Ibadah merupakan sebuah kata yang amat sering terdengar di kalangan kaum muslimin, bahkan mungkin bisa kita pastikan tidaklah seorang muslim kecuali pernah mendengarnya. Lebih jauh lagi, ibadah merupakan tujuan diciptakannya seluruh jin dan seluruh manusia, sebagaimana firman Allah ‘azza wa jalla (yang artinya), “Dan tidaklah Aku ciptakan seluruh jin dan seluruh manusia melainkan untuk beribadah kepadaKu“.(QS : Adz Dzariyat [51] :56). Namun telah tahukah kita bahwa ibadah memiliki syarat agar ibadah tersebut diterima di sisi Allah sebagai amal sholeh dan bukan amal yang salah? Dua syarat dalam ibadah itu adalah [1] berniat ikhlas kepada Allah ‘Azza wa Jalla dan [2] ittiba’ (mencontoh) Nabi shollallahu ‘alaihi was sallam. Untuk itulah mari sejenak kita luangkan beberapa gilintir waktu kita untuk mempelajarinya lewat tulisan singkat ini.
Dalil Dua Syarat Diterimanya Ibadah
Dua syarat ibadah ini bukanlah suatu yang dibuat-buat oleh para ‘ulama semata-mata berdasar akal mereka melainkan dua syarat ini telah Allah Subhanahu wa Ta’ala abadikan dalam firmanNya di ayat terakhir surat Al Kahfi dalam satu kesempatan sekaligus (yang artinya), “Sesunggunya Sesembahan kalian adalah sesembahan yang esa, barangsiapa yang mengharapkan perjumpaan dengan Robbnya maka hendaklah ia beramal ibadah dengan amalan yang sholeh dan tidak menyekutukan Robbnya dalam amal ibadahnya dengan suatu apapun“.(QS : Al Kahfi: 110).

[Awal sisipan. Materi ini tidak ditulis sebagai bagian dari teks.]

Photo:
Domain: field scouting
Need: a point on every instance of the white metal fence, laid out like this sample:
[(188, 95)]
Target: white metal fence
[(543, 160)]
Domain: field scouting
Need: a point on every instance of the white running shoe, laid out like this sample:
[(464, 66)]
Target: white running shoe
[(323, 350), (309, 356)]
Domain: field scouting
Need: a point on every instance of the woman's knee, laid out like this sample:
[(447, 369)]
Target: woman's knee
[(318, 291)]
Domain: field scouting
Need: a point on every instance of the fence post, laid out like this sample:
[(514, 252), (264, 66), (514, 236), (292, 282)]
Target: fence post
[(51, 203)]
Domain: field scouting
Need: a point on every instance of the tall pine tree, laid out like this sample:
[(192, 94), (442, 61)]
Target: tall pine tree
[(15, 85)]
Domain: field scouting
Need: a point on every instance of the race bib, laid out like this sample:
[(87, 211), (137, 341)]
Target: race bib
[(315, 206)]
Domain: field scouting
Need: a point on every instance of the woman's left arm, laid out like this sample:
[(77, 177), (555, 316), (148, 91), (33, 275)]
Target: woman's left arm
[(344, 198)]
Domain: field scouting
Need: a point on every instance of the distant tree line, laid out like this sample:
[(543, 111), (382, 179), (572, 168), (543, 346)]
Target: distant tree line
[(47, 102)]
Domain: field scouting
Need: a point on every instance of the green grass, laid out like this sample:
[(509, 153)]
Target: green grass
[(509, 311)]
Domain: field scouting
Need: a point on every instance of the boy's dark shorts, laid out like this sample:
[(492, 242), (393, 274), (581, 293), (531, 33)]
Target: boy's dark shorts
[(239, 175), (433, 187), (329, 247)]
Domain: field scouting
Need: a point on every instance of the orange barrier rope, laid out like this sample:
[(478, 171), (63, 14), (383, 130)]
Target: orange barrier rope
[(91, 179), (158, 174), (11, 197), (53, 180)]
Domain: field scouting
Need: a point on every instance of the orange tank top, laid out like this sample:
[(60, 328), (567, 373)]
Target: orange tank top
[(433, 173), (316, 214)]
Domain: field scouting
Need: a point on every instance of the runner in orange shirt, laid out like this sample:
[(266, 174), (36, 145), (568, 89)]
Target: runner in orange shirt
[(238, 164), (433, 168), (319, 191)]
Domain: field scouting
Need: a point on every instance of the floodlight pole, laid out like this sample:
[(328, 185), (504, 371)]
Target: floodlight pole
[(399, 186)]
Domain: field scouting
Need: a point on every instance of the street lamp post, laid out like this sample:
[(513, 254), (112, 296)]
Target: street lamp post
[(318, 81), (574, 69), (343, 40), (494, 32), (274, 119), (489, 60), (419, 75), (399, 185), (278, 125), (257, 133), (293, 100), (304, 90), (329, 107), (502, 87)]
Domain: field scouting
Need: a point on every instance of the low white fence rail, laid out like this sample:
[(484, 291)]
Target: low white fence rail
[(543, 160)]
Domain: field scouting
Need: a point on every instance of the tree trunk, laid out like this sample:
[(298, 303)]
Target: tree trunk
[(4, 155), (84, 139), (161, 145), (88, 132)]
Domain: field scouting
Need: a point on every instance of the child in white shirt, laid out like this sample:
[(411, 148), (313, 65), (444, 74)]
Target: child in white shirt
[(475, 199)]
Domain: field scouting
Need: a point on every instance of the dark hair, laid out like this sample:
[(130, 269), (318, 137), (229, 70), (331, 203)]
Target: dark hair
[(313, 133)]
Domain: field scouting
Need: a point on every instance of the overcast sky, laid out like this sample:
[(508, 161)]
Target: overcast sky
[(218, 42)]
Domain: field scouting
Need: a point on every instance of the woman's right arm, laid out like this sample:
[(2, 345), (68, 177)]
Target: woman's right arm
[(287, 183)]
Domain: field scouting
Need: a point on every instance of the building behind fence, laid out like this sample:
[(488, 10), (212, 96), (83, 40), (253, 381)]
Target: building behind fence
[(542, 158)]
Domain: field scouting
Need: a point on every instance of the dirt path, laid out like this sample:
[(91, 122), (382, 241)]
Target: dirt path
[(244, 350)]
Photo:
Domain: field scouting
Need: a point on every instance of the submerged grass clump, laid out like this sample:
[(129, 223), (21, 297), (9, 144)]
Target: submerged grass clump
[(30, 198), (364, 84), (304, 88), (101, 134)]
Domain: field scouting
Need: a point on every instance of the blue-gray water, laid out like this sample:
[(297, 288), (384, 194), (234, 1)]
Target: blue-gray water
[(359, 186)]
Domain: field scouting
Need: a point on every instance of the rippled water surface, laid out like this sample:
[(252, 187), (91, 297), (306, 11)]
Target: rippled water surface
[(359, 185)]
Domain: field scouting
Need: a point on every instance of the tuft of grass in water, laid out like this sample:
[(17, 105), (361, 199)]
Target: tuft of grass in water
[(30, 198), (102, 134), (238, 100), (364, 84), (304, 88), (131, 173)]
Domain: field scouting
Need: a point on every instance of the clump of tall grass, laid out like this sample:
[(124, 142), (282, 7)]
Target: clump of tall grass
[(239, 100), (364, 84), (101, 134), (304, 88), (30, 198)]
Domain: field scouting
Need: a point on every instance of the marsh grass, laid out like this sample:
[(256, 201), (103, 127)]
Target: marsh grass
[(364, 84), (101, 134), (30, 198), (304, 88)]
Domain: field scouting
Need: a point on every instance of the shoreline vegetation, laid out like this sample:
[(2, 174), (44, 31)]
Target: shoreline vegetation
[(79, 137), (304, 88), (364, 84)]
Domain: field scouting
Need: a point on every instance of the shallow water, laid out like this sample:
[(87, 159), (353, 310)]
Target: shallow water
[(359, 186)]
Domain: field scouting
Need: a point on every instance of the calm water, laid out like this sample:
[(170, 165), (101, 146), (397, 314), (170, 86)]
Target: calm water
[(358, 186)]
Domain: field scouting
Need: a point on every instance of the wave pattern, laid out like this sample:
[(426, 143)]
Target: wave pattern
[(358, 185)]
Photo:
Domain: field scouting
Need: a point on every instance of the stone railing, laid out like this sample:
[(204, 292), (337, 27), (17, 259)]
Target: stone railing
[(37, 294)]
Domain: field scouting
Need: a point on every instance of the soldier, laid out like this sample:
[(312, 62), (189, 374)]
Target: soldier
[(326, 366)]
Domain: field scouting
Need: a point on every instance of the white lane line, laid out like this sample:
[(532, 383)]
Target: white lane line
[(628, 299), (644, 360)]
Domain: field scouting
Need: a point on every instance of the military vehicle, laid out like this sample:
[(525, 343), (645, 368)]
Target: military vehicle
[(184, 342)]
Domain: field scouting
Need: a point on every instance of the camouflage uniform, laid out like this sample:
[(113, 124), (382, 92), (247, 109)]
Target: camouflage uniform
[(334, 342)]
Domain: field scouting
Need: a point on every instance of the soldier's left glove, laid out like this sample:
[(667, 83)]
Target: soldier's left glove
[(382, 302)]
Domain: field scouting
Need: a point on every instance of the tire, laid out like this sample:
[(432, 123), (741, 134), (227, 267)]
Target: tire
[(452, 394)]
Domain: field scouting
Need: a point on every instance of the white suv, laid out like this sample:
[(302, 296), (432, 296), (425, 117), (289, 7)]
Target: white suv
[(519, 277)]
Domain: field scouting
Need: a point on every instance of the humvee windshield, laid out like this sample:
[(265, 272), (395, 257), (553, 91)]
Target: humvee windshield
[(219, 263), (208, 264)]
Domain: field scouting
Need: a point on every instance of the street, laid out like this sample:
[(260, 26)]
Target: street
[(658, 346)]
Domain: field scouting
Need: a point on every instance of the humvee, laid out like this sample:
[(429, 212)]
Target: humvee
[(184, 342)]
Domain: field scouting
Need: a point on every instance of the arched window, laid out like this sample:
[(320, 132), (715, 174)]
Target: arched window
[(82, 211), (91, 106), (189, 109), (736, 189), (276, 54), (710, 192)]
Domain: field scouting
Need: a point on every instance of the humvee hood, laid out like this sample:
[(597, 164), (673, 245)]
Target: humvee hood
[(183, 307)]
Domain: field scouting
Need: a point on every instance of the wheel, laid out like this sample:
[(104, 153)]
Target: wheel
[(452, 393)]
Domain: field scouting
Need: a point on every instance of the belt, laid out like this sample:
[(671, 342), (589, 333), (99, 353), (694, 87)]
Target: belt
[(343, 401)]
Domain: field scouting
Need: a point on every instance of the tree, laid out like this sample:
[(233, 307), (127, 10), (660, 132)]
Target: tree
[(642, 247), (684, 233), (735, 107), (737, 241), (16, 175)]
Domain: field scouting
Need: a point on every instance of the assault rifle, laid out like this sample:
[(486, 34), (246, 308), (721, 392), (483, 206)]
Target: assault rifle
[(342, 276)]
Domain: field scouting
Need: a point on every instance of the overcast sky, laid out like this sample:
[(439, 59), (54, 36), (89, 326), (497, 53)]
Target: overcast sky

Ibnu Katsir Asy Syafi’i rohimahullah seorang pakar tafsir yang tidak diragukan lagi keilmuannya mengatakan, ““Maka hendaklah ia mengerjakan amal yang saleh”, maksudnya adalah mencocoki syariat Allah (mengikuti petunjuk Nabi shallallahu ‘alaihi wa sallam, pen). Dan “janganlah ia mempersekutukan seorangpun dalam beribadat kepada Tuhannya”, maksudnya selalu mengharap wajah Allah semata dan tidak berbuat syirik pada-Nya.” Kemudian beliau mengatakan, “Inilah dua rukun diterimanya ibadah, yaitu harus ikhlas karena Allah dan mengikuti petunjuk Rasulullah shallallahu ‘alaihi wa sallam.”.
Dalil lainnya adalah firman Allah ‘azza wa jalla (yang artinya), “Dzat Yang menjadikan mati dan hidup, supaya Dia menguji kamu, siapa di antara kamu yang lebih baik amal ibadahnya”.(QS : Al Mulk: 2). Fudhail bin ‘Iyaad rohimahullah seorang Tabi’in yang agung mengatakan ketika menafsirkan firman Allah, (yang artinya) “yang lebih baik amal ibadahnya” maksudnya adalah yang paling ikhlas dan yang paling benar (paling mencocoki Nabi shallallahu ‘alaihi wa sallam). Kemudian beliau rohimahullah mengatakan, “Apabila amal dilakukan dengan ikhlas namun tidak mencocoki ajaran Nabi shallallahu ‘alaihi wa sallam, amalan tersebut tidak akan diterima. Begitu pula, apabila suatu amalan dilakukan mengikuti ajaran beliau shallallahu ‘alaihi wa sallam namun tidak ikhlas, amalan tersebut juga tidak akan diterima. Amalan barulah diterima jika terdapat syarat ikhlas dan showab. Amalan dikatakan ikhlas apabila dikerjakan semata-mata karena Allah. Amalan dikatakan showab apabila mencocoki ajaran Nabi shallallahu ‘alaihi wa sallam”.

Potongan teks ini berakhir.